Because the Planning on Cube-like model template marks all characteristic fields as key, it does not overwrite any records based on a semantic key like the Corporate Memory ADSOs. Records with the value 1084424 are duplicate records (see Figure 25), because I changed the offense category characteristic. The records that have identical characteristics to the records in the previous load have their key figures summed (all the records that do not have an “N” in the “R” field). This is to be expected, because Summation is the only rule type available for key figure transformation rules going to Planning on Cube-like ADSOs (see Figure 26).
The system unions both the Inbound Table and Active Table together for reporting (ee Figure 27) and extraction (see Figure 28), just like it does with a Data Mart ADSO:
You will be able to write data to this ADSO using planning applications in the future, thereby making it suitable for planning. Planning applications aren’t available now, but are scheduled to be available by the end of 2017 according to SAP.
2. Planning on Direct Update
You can load records directly into the Active table of these kinds of ADSOs. It has no Change Log or Inbound Table. You can fill the Active table with an API. You can also load data to this type of ADSO using a DTP. This is a slight change from the classic Direct Update DSOs in BW on HANA, which could you could only load via an API.

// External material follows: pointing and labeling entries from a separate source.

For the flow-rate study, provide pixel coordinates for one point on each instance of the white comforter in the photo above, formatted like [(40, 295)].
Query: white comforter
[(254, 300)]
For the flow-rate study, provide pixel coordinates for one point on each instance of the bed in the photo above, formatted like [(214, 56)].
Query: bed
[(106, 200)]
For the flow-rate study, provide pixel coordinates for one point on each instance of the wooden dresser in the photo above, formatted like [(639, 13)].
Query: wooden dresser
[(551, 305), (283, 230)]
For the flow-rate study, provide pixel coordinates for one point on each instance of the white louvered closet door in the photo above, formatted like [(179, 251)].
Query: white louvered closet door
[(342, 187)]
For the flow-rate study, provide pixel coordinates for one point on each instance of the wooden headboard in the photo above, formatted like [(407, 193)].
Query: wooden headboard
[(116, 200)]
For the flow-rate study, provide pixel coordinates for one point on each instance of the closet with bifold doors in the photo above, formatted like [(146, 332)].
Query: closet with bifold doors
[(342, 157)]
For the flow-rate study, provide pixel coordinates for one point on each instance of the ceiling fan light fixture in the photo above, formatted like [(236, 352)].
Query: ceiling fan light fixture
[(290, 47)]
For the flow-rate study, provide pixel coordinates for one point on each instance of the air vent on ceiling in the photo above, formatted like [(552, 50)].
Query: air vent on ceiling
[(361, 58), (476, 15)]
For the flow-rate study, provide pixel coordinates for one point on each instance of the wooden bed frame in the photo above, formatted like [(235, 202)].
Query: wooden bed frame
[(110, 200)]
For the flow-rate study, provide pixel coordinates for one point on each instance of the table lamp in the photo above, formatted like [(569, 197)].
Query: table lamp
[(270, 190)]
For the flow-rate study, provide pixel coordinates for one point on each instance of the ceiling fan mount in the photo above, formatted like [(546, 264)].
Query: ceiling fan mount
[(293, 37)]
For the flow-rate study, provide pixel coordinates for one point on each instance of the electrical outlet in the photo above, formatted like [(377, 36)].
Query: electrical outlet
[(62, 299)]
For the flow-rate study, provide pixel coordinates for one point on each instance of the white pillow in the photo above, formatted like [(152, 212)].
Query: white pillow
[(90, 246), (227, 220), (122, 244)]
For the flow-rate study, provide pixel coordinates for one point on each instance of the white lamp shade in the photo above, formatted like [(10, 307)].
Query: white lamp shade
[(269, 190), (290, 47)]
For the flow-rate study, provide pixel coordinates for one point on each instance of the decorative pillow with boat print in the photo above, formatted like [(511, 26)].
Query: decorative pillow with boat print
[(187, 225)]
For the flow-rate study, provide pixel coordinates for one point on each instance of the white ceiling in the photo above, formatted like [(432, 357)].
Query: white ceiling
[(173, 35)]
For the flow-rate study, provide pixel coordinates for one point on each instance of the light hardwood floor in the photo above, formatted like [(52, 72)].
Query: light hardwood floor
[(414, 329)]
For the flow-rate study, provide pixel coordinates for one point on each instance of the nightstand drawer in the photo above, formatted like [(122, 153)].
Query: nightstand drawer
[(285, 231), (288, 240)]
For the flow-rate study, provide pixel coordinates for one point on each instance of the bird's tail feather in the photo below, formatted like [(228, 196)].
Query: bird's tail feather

There is no activation option as we can see in Figure 29, because this type of ADSO only has an Active Table. Data is automatically loaded to this Active Table in Figure 30 when executing a DTP:
As we can see in Figure 31 these kinds of ADSOs only have an Overwrite option There is no summation of key figures like there is in the Planning on Cube-like ADSO. To test how this ADSO behaves I loaded a second dataset to this ADSO with new and changed records:
In Figure 32 we can see that the Planning on Direct Update ADSO does not store any duplicate records. If it comes across a duplicate value in the semantic key, such as Record 1088450 in the image above, it simply stores the lastly loaded record. BW/4HANA stores the lastly loaded record regardless of whether the characteristics or the key figures are changed.
These types of ADSOs can be used to write data to 3rd party tools.
This sub-category does not require any detailed explanation, because they are exactly the same as some of the EDW – Architecture Layer ADSOs. However, it is possible to create an ADSO with the following templates:
1. Standard DataStore Object
This model template is the same as the Data Warehouse Layer – Delta Calculation template.
2. Write-optimized DataStore Object
This template is the same as the Data Acquisition Layer (including Corporate Memory) template.
Finally, this model template is the same as the Data Warehouse Layer – Data Mart template.
For those that want a quick overview, I’ve made a table showing which modeling properties each template has:
To summarize, there’s no need to reinvent the wheel when it comes to modeling in BW/4HANA. I’ve discussed all the different model templates you can use to save time and to simplify the modeling process. We also saw that a lot of the EDW Architecture and Classic Object model templates are the same. Armed with this knowledge you at least won’t have to spend half an hour looking at the screen wondering whether there is any difference between a Standard DSO and a DWL (delta calculation) model template: there is none. Now we know how to use model templates for ADSO. In my next tutorial we’ll look at what other BW/4HANA object types can offer us, namely the Open ODS View and the HANA CompositeProvider.